Dennoch – oder vielleicht gerade deshalb – gelingt es den Bangtan Boys, in ihren gemeinsamen Jahren aneinander und miteinander zu wachsen, musikalisch wie persönlich. Sie entwickeln sich von energiegeladenen, aber unerfahrenen Trainees zu talentierten und ambitionierten Künstlern, die ihre Herkunft nicht vergessen. Ihre Disziplin und ihr Ehrgeiz sind bis heute unerreicht. Und das zahlt sich aus!
2024 schauen sie auf eine beeindruckende Karriere zurück: In Südkorea sind BTS der erfolgreichste Musik-Act des Landes, ihr Album Map of the Soul: 7 verkauft sich allein in ihrer Heimat über fünf Millionen Mal. Doch Landesgrenzen halten sie nicht auf: BTS fahren nicht nur selbst unzählige internationale Erfolge ein, sondern öffnen auch anderen K-Pop-Musikern die Tür zur weltweiten Aufmerksamkeit.
Darüber hinaus sorgen sie daheim für einen regelrechten Boom: Mehr und mehr Touristen bereisen das Land, 2018 sind es laut einer Studie rund 800 000 Menschen, die nur wegen BTS nach Südkorea reisen.
BTS gewinnen bis heute unzählige Preise, darunter mehrere American Music Awards und Billboard Awards, für den Grammy werden sie fünf Mal nominiert. Die Bangtan Boys sind außerdem die erste fremdsprachige Band überhaupt, der es gelingt, das Londoner Wembley-Stadion und das Rose-Bowl-Stadion in Los Angeles bis auf den letzten Platz zu füllen.
Mindestens genauso wichtig wie der musikalische Triumph scheinen BTS ihre philanthropischen Bemühungen zu sein: Ihre enorme Reichweite nutzen sie immer wieder, um sich für das Gute einzusetzen. Sie arbeiten mit Hilfsorganisationen wie UNICEF zusammen, spenden großzügige Summen für unterschiedlichste Zwecke und animieren ARMY, es ihnen gleichzutun.

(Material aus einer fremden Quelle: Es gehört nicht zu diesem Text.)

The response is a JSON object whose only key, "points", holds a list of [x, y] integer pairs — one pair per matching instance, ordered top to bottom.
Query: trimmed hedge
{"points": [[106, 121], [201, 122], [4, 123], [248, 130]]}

Doch wieso haben BTS und ARMY eine so besondere Verbindung? Und wie gelingt es der Band, allen Erwartungen – intern wie extern – gerecht zu werden? Wie sieht ihr Werdegang genau aus? In diesem inoffiziellen Fanbuch wollen wir die K-Pop-Könige und das Zusammenspiel ihrer unterschiedlichen Charaktere genauer beleuchten.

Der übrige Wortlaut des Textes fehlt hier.